Why add coconut oil?

Krishnan et al. (2020) explains that fat induces resistance towards glycemic response. During the cooking process, the right fatty acids combine with the digestible starch in the rice, reconfiguring molecules. This converts some digestible starch into resistant starch.

Why cool and reheat the rice?

Researchers have demonstrated an increase in resistant starch of rice that has been cooled for a minimum of 12 hours (Oaklander). When combined with the coconut oil cooking method, this has been shown to decrease calorie content by 60% (Roberts, 2015). Further, reheating does not seem to change the composition of the resistant starch.

What is resistant starch?

This starch passes through the small intestine undigested and ferments in the large intestine, producing more (beneficial) bacteria and improving gut health. Therefore, increasing resistant starch with these methods not only leads to a positive short-term effect with a lower glycemic response, but also contributes to a more diverse gut microbiome. The more resistant starch a food has, the fewer calories of the starch absorbed by the body.

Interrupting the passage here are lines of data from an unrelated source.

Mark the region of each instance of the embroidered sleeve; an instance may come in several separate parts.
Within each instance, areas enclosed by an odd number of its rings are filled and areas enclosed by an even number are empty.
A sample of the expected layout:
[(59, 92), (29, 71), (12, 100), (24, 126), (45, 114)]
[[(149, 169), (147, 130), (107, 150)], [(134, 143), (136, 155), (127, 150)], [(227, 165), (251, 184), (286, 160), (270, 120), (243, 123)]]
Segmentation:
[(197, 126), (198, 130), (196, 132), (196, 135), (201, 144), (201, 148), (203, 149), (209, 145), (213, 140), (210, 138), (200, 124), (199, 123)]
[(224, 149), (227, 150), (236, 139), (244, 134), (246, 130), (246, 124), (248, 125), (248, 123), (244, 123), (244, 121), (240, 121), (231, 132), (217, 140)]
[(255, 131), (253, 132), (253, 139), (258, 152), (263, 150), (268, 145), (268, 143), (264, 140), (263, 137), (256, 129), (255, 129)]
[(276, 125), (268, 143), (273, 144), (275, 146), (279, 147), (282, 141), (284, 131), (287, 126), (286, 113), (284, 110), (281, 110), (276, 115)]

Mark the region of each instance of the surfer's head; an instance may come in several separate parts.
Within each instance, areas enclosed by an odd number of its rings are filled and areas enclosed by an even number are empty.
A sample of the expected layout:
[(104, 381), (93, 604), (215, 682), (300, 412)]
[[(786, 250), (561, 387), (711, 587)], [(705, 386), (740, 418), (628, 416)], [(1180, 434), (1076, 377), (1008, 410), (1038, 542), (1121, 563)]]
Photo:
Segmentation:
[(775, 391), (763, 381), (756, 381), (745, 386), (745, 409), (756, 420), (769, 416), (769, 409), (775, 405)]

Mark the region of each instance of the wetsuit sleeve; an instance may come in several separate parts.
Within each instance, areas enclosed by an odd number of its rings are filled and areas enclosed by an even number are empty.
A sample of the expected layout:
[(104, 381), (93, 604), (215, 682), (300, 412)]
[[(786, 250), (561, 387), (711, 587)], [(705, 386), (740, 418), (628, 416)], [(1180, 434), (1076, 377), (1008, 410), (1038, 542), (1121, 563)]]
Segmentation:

  • 1 cup jasmine rice, rinsed and drained

  • 2 cups filtered water

  • 1 tsp coconut oil


  1. Heat water in a pan until rolling boil.

  2. Add rice and coconut oil. Stir to combine.

  3. Follow cooking instructions.

  4. Transfer rice into a fridge safe dish. Cool completely.

  5. Reheat by sautéing in a pan with a small bit more of coconut oil or a splash of water and add to your favorite dish!


Krishnan, V., Mondal, D., Bollinedi, H., Srivastava, S., Sv, R., Madhavan, L., Thomas, B., R, A. T., Singh, A., Singh, A. K., & Praveen, S. (2020). Cooking fat types alter the inherent glycaemic response of niche rice varieties through resistant starch (RS) formation. International Journal of Biological Macromolecules, 162, 1668–1681.

Roberts, B. M. (2015, March 23). “Eat rice cold for fewer calories.” BBC News.

Oaklander, Mandy. "Rice calories can be cut in half with this trick." Time Magazine.